We asked Ricky Burgess about his experiences with the ACDC. “I have to commend the committee for putting the endorsement up to a vote once again” he said. After the original choice was disqualified, they could easily have anointed Leah Kirkland, the second-place vote-getter.

When asked what he hopes to accomplish on City Council, Burgess was forthright in aiming to win assets for his home district. He says a “layman’s glance” at the capital budget shows District 9 — including Homewood, Brushton, Lincoln-Lamirer, and parts of Friendship and Point Breeze — is grossly underrepresented.

This can be taken as egregious; minority districts enable the city to get Community Development Block Grants (CDBGs), either directly or indirectly, but then the city turns around and spreads the assets throughout its entirety.

We spoke much about poverty, violence, and relations with law enforcement. He has a four-point model for combating these problems — prevention, intervention, prosecution, and reintegration — and sees a special role for training and subsidized employment.

Burgess is windy and long-spoken like the community college professor and preacher that he is. When we touch a nerve, only a little eye-twitch clues us in. For example, when asked about the B.E.A.R., he chose his words very carefully. “We have to be careful we don’t traumatize the community.” he said.

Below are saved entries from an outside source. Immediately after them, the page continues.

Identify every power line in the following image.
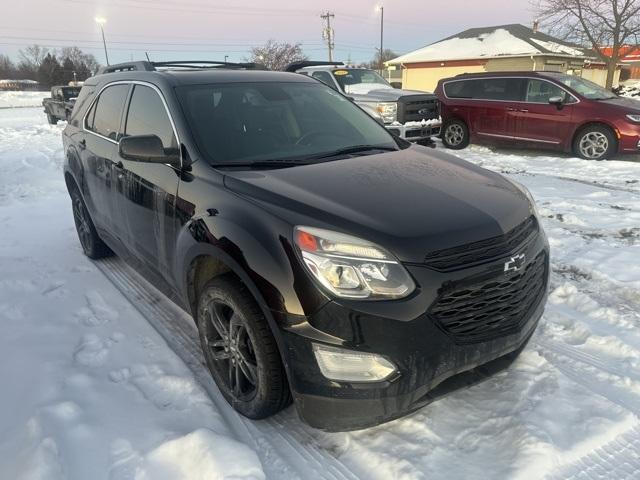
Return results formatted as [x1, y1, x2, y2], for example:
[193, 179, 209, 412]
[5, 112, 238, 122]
[320, 11, 335, 62]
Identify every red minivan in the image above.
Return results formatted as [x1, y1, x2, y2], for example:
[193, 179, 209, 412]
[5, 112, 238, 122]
[435, 72, 640, 160]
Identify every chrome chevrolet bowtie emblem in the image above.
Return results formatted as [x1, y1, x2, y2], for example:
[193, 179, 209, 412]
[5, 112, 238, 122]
[504, 253, 526, 273]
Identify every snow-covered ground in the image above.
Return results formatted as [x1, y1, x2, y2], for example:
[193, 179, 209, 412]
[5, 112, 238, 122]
[0, 91, 48, 109]
[1, 92, 640, 480]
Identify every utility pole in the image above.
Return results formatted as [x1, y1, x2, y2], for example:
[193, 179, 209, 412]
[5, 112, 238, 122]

He desperately seems to not to want to go negative. He says his neighborhoods could be helped a lot simply with “competent leadership and capable management.”

Burgess spoke much about consensus-building, and having the city respect the community consensus on issues of land-use and development. We asked, basically, how hard is it to reach that consensus? What if it never seems to materialize?

We got a little eye-twitch. A lifelong member of various community groups, both secular and spiritual, he just doesn’t see the difficulty the same way we do.

He goes so far as to promise a comprehensive, actionable “Capacity Plan” for public safety and economic development, within his first 100 days in office.

A fan of the burghoshere, Ricky Burgess says he regularly enjoys “The Carboholic Ball,” among others.